# Building Machine Learning Classifiers: Random Forest

In [1]:
from __future__ import division

import nltk
import pandas as pd
import re
from sklearn.feature_extraction.text import TfidfVectorizer
import string

### Read the data file and prepare columns

In [2]:
stopwords = nltk.corpus.stopwords.words('english')
ps = nltk.PorterStemmer()

data = pd.read_csv("SMS_Spam_Collection.tsv", sep='\t')
data.columns = ['label', 'body_text']

### Punctuation percentage in body

In [3]:
def count_punct(text):
    count = len(re.findall(r"[" + string.punctuation + "]", text))
    return round(count/(len(text.strip())), 3)*100

### Clean the text

In [4]:
def clean_text(text):
    text = unicode(text, errors='ignore')
    text = re.sub(r"[" + string.punctuation + "]", '', text).lower()
    tokens = nltk.word_tokenize(text)
    text = [ps.stem(word) for word in tokens if word not in stopwords]
    return ''.join(text)

### Prepare TF-IDF vector and feature set

In [5]:
data['body_len'] = data['body_text'].apply(lambda x: len(x.strip()))
data['punct%'] = data['body_text'].apply(lambda x: count_punct(x))

tfidf_vect = TfidfVectorizer(analyzer=clean_text)
X_tfidf = tfidf_vect.fit_transform(data['body_text'])

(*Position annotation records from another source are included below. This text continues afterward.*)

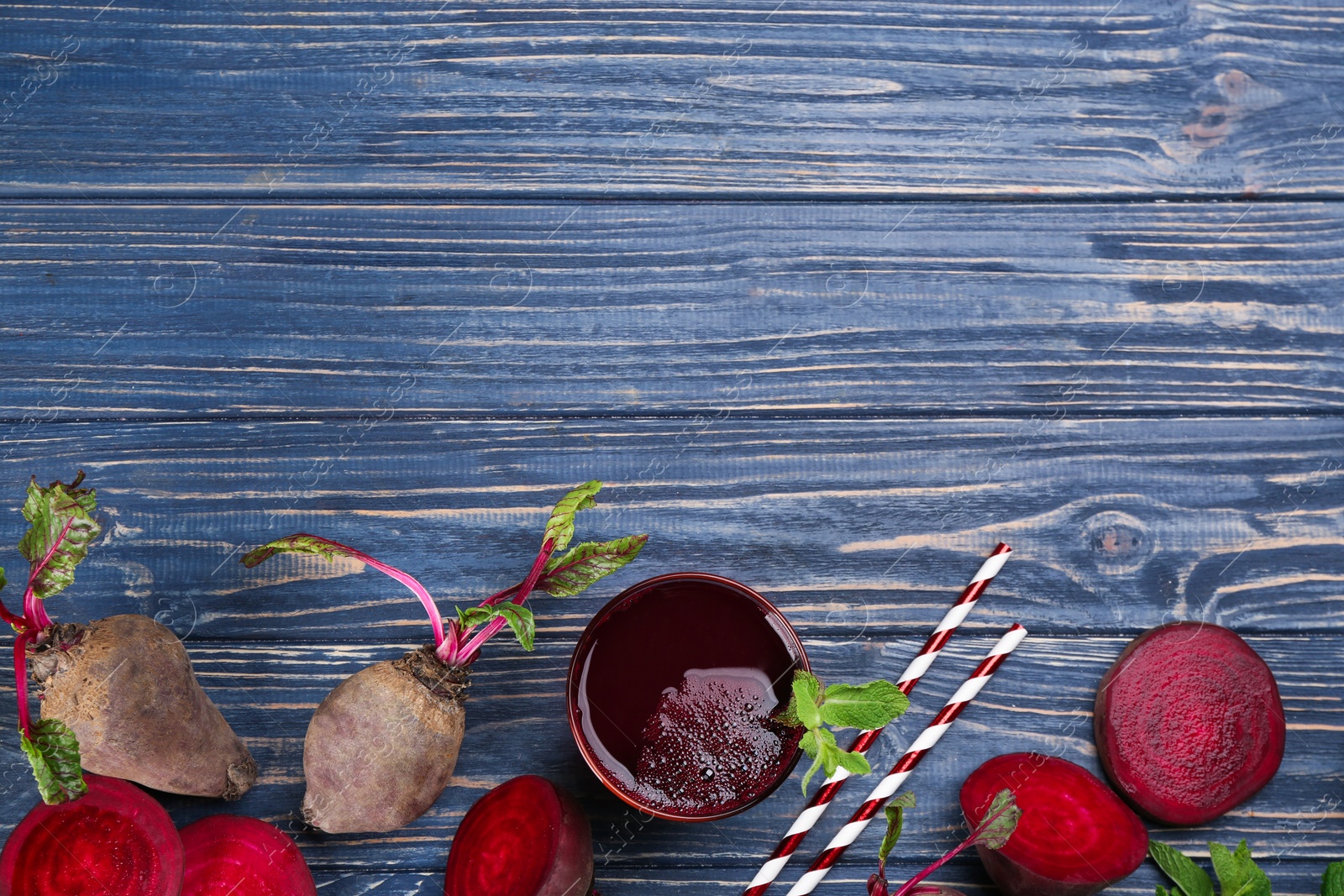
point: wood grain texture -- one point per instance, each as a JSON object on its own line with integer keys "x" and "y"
{"x": 528, "y": 309}
{"x": 850, "y": 526}
{"x": 756, "y": 98}
{"x": 517, "y": 723}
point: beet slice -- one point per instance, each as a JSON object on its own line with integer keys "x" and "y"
{"x": 113, "y": 841}
{"x": 528, "y": 837}
{"x": 1189, "y": 723}
{"x": 239, "y": 856}
{"x": 1075, "y": 836}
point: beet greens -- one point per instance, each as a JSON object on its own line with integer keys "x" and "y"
{"x": 459, "y": 641}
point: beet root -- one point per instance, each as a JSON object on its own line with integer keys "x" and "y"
{"x": 382, "y": 746}
{"x": 237, "y": 856}
{"x": 1189, "y": 723}
{"x": 1075, "y": 837}
{"x": 125, "y": 687}
{"x": 113, "y": 841}
{"x": 528, "y": 837}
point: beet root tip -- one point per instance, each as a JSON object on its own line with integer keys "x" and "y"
{"x": 382, "y": 746}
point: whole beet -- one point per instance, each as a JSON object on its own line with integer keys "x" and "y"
{"x": 382, "y": 746}
{"x": 127, "y": 688}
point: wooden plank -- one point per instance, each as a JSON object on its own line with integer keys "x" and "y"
{"x": 853, "y": 97}
{"x": 853, "y": 527}
{"x": 523, "y": 309}
{"x": 1289, "y": 879}
{"x": 1041, "y": 700}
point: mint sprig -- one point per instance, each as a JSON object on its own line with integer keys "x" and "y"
{"x": 62, "y": 527}
{"x": 864, "y": 707}
{"x": 1236, "y": 872}
{"x": 53, "y": 752}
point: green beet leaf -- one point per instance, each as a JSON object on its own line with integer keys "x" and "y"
{"x": 60, "y": 517}
{"x": 582, "y": 566}
{"x": 295, "y": 544}
{"x": 1332, "y": 883}
{"x": 866, "y": 707}
{"x": 999, "y": 821}
{"x": 521, "y": 621}
{"x": 559, "y": 528}
{"x": 54, "y": 755}
{"x": 1189, "y": 878}
{"x": 895, "y": 821}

# Prepare the important feature columns by concatenating on columns
X_Tfidf_df = pd.DataFrame(X_tfidf.toarray())
X_features = pd.concat([data['body_len'], data['punct%'], X_Tfidf_df], axis=1)
X_features.head()

Unnamed: 0,body_len,punct%,0,1,2,3,4,5,6,7,...,27,28,29,30,31,32,33,34,35,36
0,155,3.9,0.357434,0.354501,0.331104,0.0,0.072811,0.225947,0.0,0.163438,...,0.098201,0.172102,0.091919,0.349997,0.068199,0.097783,0.07612,0.128023,0.04359,0.0
1,61,3.3,0.0,0.0,0.0,0.0,0.0,0.0,0.0,0.0,...,0.0,0.098366,0.105074,0.276984,0.350817,0.167667,0.0,0.0,0.0,0.0
2,77,2.6,0.0,0.0,0.0,0.0,0.0,0.0,0.0,0.0,...,0.0,0.248868,0.088613,0.389319,0.0,0.1414,0.0,0.0,0.0,0.0
3,35,5.7,0.0,0.0,0.0,0.0,0.0,0.0,0.0,0.0,...,0.0,0.0,0.265078,0.232922,0.295009,0.0,0.0,0.0,0.377118,0.0
4,160,3.7,0.0,0.0,0.0,0.0,0.0,0.0,0.0,0.0,...,0.129055,0.33926,0.161065,0.247671,0.358503,0.064253,0.0,0.0,0.0,0.0


### Explore RandomForestClassifier through Holdout Set

In [6]:
from sklearn.metrics import precision_recall_fscore_support as score
from sklearn.model_selection import train_test_split

### Split the corpus in to train and test dataset

In [7]:
X_train, X_test, y_train, y_test = train_test_split(X_features, data['label'], test_size=0.2)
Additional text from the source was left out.